🤖 AI Summary
This work addresses the lack of a unified differentiable framework for data-driven modeling of molecular crystals. We introduce MolCryst—the first end-to-end differentiable, modular, and CUDA-accelerated machine learning toolkit for molecular crystals. Methodologically, it integrates molecular crystal dataset construction, geometry-aware parametric representation, differentiable structural sampling and optimization, and efficient training/inference—enabling joint differentiable modeling of crystal structure generation and physical property prediction.
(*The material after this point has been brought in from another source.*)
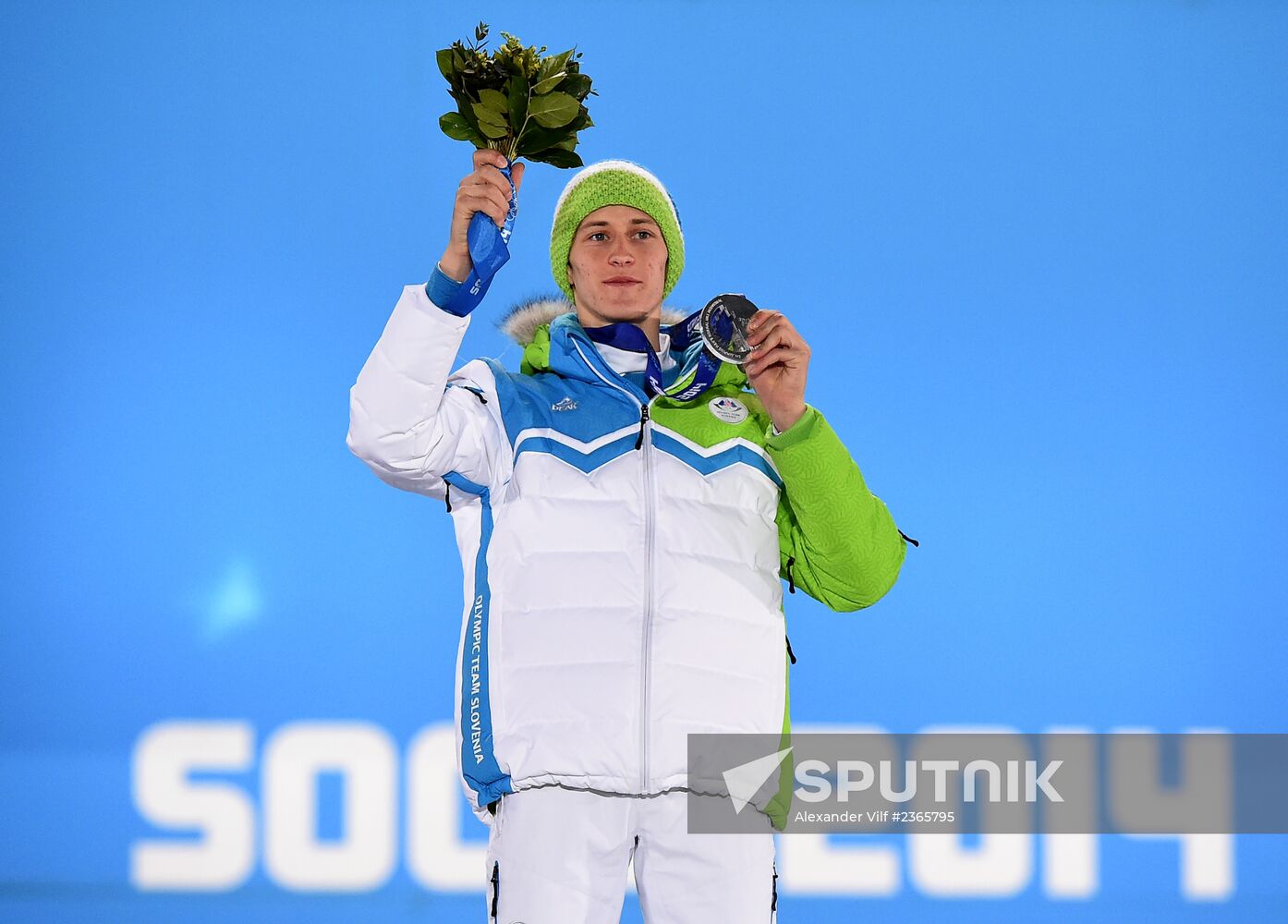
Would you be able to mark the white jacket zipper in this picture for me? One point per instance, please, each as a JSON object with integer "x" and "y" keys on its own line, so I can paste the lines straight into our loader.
{"x": 646, "y": 446}
{"x": 647, "y": 642}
Our contributions are threefold: (1) an open-source, high-throughput computational framework supporting flexible composition and plug-and-play integration; (2) significantly improved modeling efficiency and accuracy, with full compatibility with mainstream deep learning ecosystems (e.g., PyTorch); and (3) comprehensive documentation, tutorials, and benchmarked examples—publicly released on GitHub and validated across diverse solid-state molecular systems.
📝 Abstract
We present MXtalTools, a flexible Python package for the data-driven modelling of molecular crystals, facilitating machine learning studies of the molecular solid state. MXtalTools comprises several classes of utilities: (1) synthesis, collation, and curation of molecule and crystal datasets, (2) integrated workflows for model training and inference, (3) crystal parameterization and representation, (4) crystal structure sampling and optimization, (5) end-to-end differentiable crystal sampling, construction and analysis. Our modular functions can be integrated into existing workflows or combined and used to build novel modelling pipelines. MXtalTools leverages CUDA acceleration to enable high-throughput crystal modelling. The Python code is available open-source on our GitHub page, with detailed documentation on ReadTheDocs.